Search
Question: GenomicAlignments - extracting sequence signatures from bam file
0
gravatar for achaillon
6 weeks ago by
achaillon0
achaillon0 wrote:

Hi,

I am using the GenomicAlignments package to analyze deep sequencing HIV data (bam input format). My overarching goal is to evaluate the frequency and relative position of a given nucleotide (cytosine) and to extract the 5 nucleotide on both sides of each C for all reads (along with the relative position). 
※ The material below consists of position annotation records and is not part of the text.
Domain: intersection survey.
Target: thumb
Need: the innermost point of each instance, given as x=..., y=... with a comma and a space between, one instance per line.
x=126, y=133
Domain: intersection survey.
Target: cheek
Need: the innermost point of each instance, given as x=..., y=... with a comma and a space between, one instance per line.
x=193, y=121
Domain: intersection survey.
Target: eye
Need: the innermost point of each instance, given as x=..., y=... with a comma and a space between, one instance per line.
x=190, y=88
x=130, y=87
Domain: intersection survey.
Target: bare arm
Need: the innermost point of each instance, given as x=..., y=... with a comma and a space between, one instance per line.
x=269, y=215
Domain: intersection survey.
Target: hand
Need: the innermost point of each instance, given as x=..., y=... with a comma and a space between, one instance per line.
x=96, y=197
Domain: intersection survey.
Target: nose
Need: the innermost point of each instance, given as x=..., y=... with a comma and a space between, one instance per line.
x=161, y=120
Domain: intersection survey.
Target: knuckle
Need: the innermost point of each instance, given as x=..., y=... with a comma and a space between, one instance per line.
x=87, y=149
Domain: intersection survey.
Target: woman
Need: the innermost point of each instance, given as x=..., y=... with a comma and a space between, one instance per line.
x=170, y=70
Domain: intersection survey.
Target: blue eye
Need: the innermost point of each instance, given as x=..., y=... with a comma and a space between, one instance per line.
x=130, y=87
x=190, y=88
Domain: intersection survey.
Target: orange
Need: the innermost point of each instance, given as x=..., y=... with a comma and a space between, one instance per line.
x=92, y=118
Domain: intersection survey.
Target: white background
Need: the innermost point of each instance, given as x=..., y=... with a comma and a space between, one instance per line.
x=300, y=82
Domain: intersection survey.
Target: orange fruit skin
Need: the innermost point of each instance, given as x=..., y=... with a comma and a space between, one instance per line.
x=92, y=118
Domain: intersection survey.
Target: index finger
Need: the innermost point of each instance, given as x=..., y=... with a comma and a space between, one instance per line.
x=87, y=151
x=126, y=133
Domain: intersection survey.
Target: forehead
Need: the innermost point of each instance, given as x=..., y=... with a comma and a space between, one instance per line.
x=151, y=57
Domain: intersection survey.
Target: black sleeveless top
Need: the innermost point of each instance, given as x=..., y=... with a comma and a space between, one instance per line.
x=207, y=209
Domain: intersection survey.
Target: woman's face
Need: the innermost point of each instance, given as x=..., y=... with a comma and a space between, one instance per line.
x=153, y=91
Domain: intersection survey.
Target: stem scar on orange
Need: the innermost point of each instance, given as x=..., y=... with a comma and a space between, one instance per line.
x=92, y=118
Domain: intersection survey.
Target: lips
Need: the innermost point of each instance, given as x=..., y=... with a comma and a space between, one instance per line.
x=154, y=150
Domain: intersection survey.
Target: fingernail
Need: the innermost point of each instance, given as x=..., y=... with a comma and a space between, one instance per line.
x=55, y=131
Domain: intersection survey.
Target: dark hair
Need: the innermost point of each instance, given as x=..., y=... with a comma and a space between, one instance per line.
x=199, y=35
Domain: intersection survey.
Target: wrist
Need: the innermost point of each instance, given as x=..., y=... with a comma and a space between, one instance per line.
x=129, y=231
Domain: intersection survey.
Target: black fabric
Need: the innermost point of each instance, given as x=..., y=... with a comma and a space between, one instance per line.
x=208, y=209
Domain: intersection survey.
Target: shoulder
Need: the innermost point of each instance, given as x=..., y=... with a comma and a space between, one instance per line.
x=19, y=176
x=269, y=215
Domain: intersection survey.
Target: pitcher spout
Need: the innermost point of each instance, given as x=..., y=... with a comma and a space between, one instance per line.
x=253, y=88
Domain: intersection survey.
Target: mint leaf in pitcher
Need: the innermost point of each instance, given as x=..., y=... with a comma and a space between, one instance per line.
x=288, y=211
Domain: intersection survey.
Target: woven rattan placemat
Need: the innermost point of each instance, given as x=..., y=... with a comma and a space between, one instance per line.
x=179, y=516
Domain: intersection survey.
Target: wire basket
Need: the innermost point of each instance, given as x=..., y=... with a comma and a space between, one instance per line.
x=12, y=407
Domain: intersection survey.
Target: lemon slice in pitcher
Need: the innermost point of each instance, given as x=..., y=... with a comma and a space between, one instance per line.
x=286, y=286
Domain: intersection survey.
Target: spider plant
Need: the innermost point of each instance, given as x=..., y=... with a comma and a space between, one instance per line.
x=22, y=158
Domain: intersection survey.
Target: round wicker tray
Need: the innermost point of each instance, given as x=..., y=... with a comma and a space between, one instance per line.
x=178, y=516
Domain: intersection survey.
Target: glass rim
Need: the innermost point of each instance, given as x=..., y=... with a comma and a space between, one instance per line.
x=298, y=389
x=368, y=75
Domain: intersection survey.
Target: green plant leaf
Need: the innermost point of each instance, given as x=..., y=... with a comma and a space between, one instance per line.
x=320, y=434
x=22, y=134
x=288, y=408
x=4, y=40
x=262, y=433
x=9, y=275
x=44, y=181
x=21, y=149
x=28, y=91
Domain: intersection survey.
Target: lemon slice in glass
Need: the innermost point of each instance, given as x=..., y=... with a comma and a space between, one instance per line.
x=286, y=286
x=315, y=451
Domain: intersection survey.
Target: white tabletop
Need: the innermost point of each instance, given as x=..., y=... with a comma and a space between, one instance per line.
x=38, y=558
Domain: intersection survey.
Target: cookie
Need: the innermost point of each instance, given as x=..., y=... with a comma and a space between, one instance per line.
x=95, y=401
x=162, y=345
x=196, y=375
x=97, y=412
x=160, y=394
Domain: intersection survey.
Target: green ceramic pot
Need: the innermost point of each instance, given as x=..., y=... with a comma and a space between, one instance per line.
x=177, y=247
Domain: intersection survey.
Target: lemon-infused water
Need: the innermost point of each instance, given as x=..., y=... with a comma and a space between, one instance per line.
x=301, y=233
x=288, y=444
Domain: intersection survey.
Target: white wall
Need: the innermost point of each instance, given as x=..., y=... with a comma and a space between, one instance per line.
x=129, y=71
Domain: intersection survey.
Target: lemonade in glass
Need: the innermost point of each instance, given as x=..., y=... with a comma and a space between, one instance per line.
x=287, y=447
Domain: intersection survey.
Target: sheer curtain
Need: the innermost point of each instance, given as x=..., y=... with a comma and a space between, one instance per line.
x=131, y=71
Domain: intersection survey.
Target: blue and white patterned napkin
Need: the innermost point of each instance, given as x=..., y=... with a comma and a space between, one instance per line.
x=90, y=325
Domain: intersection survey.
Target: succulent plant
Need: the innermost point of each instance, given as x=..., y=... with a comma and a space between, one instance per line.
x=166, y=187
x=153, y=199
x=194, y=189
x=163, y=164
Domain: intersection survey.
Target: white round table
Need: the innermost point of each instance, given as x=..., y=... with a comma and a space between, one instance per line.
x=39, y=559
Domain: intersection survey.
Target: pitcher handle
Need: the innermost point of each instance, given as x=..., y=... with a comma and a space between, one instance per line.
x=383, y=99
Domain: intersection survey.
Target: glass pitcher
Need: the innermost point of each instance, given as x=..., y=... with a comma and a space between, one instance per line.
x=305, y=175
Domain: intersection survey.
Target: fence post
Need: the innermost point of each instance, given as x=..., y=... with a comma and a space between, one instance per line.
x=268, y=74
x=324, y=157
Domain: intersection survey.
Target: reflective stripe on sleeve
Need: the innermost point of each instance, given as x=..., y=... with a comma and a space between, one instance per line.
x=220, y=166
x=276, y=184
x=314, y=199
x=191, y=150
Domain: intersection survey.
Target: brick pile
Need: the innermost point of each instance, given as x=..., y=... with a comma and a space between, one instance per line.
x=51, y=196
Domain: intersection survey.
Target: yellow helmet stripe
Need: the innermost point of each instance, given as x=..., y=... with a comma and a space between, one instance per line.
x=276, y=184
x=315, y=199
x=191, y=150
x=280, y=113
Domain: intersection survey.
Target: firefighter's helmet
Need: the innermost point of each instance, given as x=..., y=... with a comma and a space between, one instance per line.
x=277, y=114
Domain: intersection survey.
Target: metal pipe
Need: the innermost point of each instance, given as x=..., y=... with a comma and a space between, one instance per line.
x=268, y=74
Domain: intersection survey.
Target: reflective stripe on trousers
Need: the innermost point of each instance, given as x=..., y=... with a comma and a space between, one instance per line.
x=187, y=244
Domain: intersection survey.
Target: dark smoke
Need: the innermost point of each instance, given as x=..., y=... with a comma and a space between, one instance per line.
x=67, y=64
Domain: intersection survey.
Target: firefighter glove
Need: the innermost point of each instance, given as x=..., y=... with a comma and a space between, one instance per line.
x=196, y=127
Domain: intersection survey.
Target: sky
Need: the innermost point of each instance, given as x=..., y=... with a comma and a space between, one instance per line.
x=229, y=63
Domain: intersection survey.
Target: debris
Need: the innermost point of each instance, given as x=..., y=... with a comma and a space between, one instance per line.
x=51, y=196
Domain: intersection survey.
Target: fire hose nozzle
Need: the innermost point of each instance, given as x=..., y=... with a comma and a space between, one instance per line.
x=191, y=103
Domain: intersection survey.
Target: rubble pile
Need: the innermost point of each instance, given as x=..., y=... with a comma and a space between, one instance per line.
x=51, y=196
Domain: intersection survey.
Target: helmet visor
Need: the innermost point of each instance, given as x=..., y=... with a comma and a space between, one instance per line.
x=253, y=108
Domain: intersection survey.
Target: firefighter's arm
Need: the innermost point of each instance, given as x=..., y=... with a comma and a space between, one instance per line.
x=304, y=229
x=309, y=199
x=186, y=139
Thanks to your precious help, I was able to scan the bam file ("scanBam") and generate the nucleotide freq (including C's) with "alphabetFrequencyFromBam".

I did the following so far for HIV sequences covering 300bp of the genome:

<which <- GRanges("HIV:1-300")
p1 <- ScanBamParam(which=which, what=scanBamWhat())
res1 <- scanBam(bamfile1, param=p1)

alphabetFrequencyFromBam(bamfile1, index=bamfile1, param=p1)>

 

The output looks like that:

          A   C    G    T M R W S Y K V H D B N - + .
  [1,]    0   0   27  372 0 0 0 0 0 0 0 0 0 0 0 0 0 0
  [2,]    1   0    0  399 0 0 0 0 0 0 0 0 0 0 0 0 0 0
  [3,]    1   0    0  399 0 0 0 0 0 0 0 0 0 0 0 0 0 0
  [4,]    0   0    0  412 0 0 0 0 0 0 0 0 0 0 0 0 0 0
  [5,]    0   1    0  489 0 0 0 0 0 0 0 0 0 0 0 0 0 0

(...)

Next, I want to extract the ±5nucleotides on both sides of each cytosine (rare) on all the sequence reads and keep track (if possible) of the relative position.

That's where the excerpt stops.